13.7 NO RIGHTS AS STOCKHOLDERS. Participants granted Options, SARs, Dividend Equivalent Rights, Performance Shares or Other Stock Unit Awards under this Plan shall have no rights as stockholders of the Company as applicable with respect thereto unless and until certificates (or book entries) for shares of Common Stock are issued to them.

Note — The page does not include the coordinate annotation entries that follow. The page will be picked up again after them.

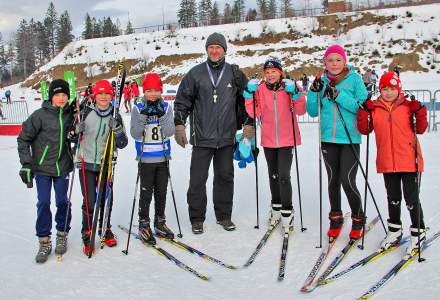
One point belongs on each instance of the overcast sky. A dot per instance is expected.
(141, 12)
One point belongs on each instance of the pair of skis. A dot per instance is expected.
(263, 241)
(185, 247)
(311, 281)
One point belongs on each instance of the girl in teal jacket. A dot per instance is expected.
(342, 87)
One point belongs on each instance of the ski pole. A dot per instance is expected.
(256, 161)
(171, 183)
(359, 163)
(419, 208)
(135, 193)
(296, 164)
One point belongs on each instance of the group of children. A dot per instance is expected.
(339, 96)
(44, 147)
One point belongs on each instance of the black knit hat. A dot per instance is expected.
(216, 39)
(273, 62)
(58, 86)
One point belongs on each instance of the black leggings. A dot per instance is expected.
(393, 184)
(91, 186)
(341, 166)
(154, 179)
(279, 162)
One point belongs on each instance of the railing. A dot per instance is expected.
(15, 112)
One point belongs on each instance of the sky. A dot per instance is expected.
(141, 12)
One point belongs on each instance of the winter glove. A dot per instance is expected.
(251, 88)
(26, 175)
(317, 85)
(331, 93)
(80, 128)
(115, 122)
(414, 106)
(248, 132)
(180, 136)
(160, 108)
(368, 105)
(290, 86)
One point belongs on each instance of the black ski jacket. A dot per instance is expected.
(212, 124)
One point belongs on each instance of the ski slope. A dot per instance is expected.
(145, 275)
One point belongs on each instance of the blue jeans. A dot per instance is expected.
(44, 215)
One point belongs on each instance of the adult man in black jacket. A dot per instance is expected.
(210, 95)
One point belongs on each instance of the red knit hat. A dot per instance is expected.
(102, 87)
(390, 79)
(152, 81)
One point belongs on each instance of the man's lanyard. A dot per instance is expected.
(215, 84)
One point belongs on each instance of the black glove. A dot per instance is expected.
(317, 85)
(160, 108)
(150, 109)
(115, 122)
(26, 175)
(331, 93)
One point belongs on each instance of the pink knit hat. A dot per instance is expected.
(338, 49)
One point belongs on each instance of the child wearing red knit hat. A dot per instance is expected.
(392, 118)
(94, 129)
(152, 124)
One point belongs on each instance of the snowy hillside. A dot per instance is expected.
(406, 36)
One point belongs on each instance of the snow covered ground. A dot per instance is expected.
(145, 275)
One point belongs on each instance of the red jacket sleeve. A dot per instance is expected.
(362, 122)
(421, 120)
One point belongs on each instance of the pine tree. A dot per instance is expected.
(64, 33)
(272, 9)
(215, 14)
(97, 28)
(238, 9)
(263, 9)
(286, 8)
(129, 29)
(88, 28)
(51, 24)
(187, 13)
(227, 14)
(251, 14)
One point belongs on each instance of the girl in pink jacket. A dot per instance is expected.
(277, 103)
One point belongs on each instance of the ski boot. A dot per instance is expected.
(336, 221)
(197, 227)
(109, 238)
(162, 229)
(287, 220)
(227, 224)
(357, 227)
(86, 240)
(44, 250)
(393, 236)
(413, 245)
(275, 214)
(145, 233)
(61, 243)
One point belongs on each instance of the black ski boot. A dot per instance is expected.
(162, 229)
(145, 232)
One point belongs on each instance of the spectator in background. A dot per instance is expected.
(8, 96)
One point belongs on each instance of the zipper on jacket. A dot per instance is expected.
(276, 116)
(43, 156)
(60, 149)
(96, 144)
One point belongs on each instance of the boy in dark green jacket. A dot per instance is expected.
(45, 152)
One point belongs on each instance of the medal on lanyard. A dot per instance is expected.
(215, 84)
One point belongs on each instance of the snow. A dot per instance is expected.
(145, 275)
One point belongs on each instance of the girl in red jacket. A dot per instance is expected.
(276, 99)
(391, 117)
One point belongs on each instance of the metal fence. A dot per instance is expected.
(432, 101)
(15, 112)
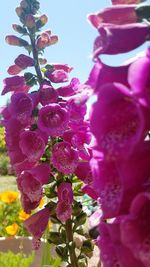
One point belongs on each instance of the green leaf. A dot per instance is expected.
(30, 78)
(62, 252)
(87, 246)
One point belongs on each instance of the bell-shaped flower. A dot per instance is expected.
(15, 84)
(57, 76)
(47, 94)
(24, 61)
(53, 119)
(21, 107)
(139, 79)
(69, 90)
(32, 145)
(63, 211)
(65, 192)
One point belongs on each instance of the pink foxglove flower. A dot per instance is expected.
(57, 76)
(84, 172)
(64, 157)
(53, 119)
(15, 84)
(14, 70)
(139, 80)
(47, 94)
(108, 185)
(21, 107)
(32, 145)
(135, 231)
(116, 39)
(37, 223)
(69, 90)
(27, 204)
(29, 185)
(119, 15)
(118, 135)
(63, 211)
(24, 61)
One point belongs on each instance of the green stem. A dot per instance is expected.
(69, 233)
(35, 56)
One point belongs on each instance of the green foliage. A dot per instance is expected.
(47, 259)
(9, 259)
(9, 215)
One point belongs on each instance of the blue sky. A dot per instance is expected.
(68, 20)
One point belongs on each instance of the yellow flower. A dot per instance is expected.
(41, 203)
(12, 229)
(23, 215)
(9, 197)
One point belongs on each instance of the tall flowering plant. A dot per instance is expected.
(47, 137)
(119, 122)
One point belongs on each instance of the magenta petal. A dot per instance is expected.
(116, 39)
(32, 145)
(21, 107)
(47, 94)
(63, 211)
(112, 252)
(37, 223)
(65, 192)
(118, 135)
(119, 15)
(139, 80)
(42, 173)
(135, 231)
(53, 119)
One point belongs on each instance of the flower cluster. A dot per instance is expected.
(119, 122)
(47, 135)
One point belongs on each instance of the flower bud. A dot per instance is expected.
(24, 61)
(42, 21)
(53, 39)
(12, 40)
(14, 70)
(43, 40)
(42, 61)
(19, 11)
(30, 21)
(23, 4)
(19, 29)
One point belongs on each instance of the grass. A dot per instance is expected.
(8, 183)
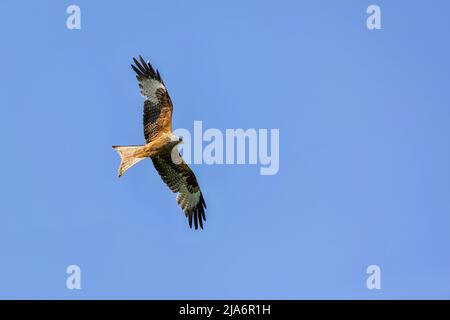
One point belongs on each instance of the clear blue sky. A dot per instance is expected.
(364, 149)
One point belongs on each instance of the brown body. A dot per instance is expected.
(161, 144)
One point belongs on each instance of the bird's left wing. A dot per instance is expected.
(157, 105)
(181, 179)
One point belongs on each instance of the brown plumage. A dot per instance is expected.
(161, 145)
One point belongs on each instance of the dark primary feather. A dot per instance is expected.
(157, 114)
(181, 179)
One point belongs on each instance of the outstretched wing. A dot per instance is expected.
(157, 105)
(181, 179)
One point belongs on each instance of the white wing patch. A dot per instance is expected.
(149, 87)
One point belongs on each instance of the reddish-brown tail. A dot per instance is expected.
(127, 155)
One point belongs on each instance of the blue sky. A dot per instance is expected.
(364, 150)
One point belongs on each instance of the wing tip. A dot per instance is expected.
(144, 69)
(197, 214)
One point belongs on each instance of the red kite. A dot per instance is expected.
(160, 142)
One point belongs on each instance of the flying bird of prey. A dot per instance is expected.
(161, 145)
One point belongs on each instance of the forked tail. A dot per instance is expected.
(127, 155)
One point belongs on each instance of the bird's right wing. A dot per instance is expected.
(157, 105)
(181, 179)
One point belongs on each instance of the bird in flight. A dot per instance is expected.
(161, 145)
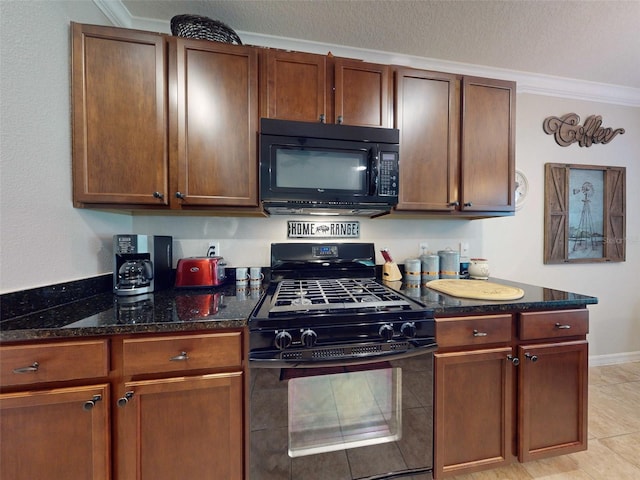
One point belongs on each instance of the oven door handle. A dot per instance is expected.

13.8 TRANSFER RESTRICTIONS. The Committee may determine that any Common Stock to be issued by the Company upon the exercise of Options or SARs, or in settlement of Dividend Equivalent Rights, Performance Shares or Other Stock Unit Awards, shall be subject to such further restrictions upon transfer as the Committee determines to be appropriate.

 

17


13.9 FRACTIONAL SHARES. The Company shall not be required to issue any fractional shares of Common Stock pursuant to this Plan. The Committee may provide for the elimination of fractions or for the settlement thereof in cash.

13.10 TERMINATION OF EMPLOYMENT. The Committee shall determine and set forth in the Participant’s employment agreement, if any, and the applicable Award Agreement, whether any awards granted in such Award Agreement will continue to be exercisable, and the terms of such exercise, on and after the date that a Participant ceases to be employed by or to provide services to the Company (including as a director), whether by reason of death, Disability, voluntary or involuntary termination of employment or services, or otherwise.

13.11 DEFERRAL. The Committee shall be authorized to establish procedures pursuant to which the payment of any award may be deferred in a manner consistent with Section 409A of the Code.

13.12 GOVERNING LAW. The Plan and all grants and awards and actions taken hereunder will be governed by and construed in accordance with the laws of the State of Ohio, without regard to principles of conflict of laws of such state; provided, however, that matters of corporate law, including the issuance of shares of Common Stock, will be governed by the Delaware General Corporation Law.

13.13 CLAWBACK POLICY. All awards under the Plan granted to individuals who are subject to the Company’s clawback or recoupment policy (as in effect from time to time) shall be subject to such clawback or recoupment policy.

XIV. AMENDMENT AND TERMINATION

14.1 AMENDMENT OR TERMINATION OF THE PLAN. The Board of Directors may at any time terminate this Plan or any part thereof and may from time to time amend this Plan as it may deem advisable; provided, however, that the Board of Directors shall obtain stockholder approval of any amendment for which stockholder approval is required under Section 162(m) or 422 of the Code or the stockholder approval requirements imposed on the Company by the rules and regulations of the New York Stock Exchange, or if the shares of Common Stock are not traded on the New York Stock Exchange, the principal securities exchange upon which the shares of Common Stock are traded or quoted, including an amendment that would (i) increase the aggregate number of shares of Common Stock that may be issued under this Plan (other than increases permitted under Section 11.2), or (ii) extend the term of this Plan. The termination or amendment of this Plan shall not, without the consent of the Participant, adversely affect such Participant’s rights under an award previously granted.

14.2 TERM OF THE PLAN. Unless previously terminated pursuant to Section 14.1, this Plan shall terminate on the tenth anniversary of the date on which this Plan became effective, and no awards may be granted under this Plan on or after such date.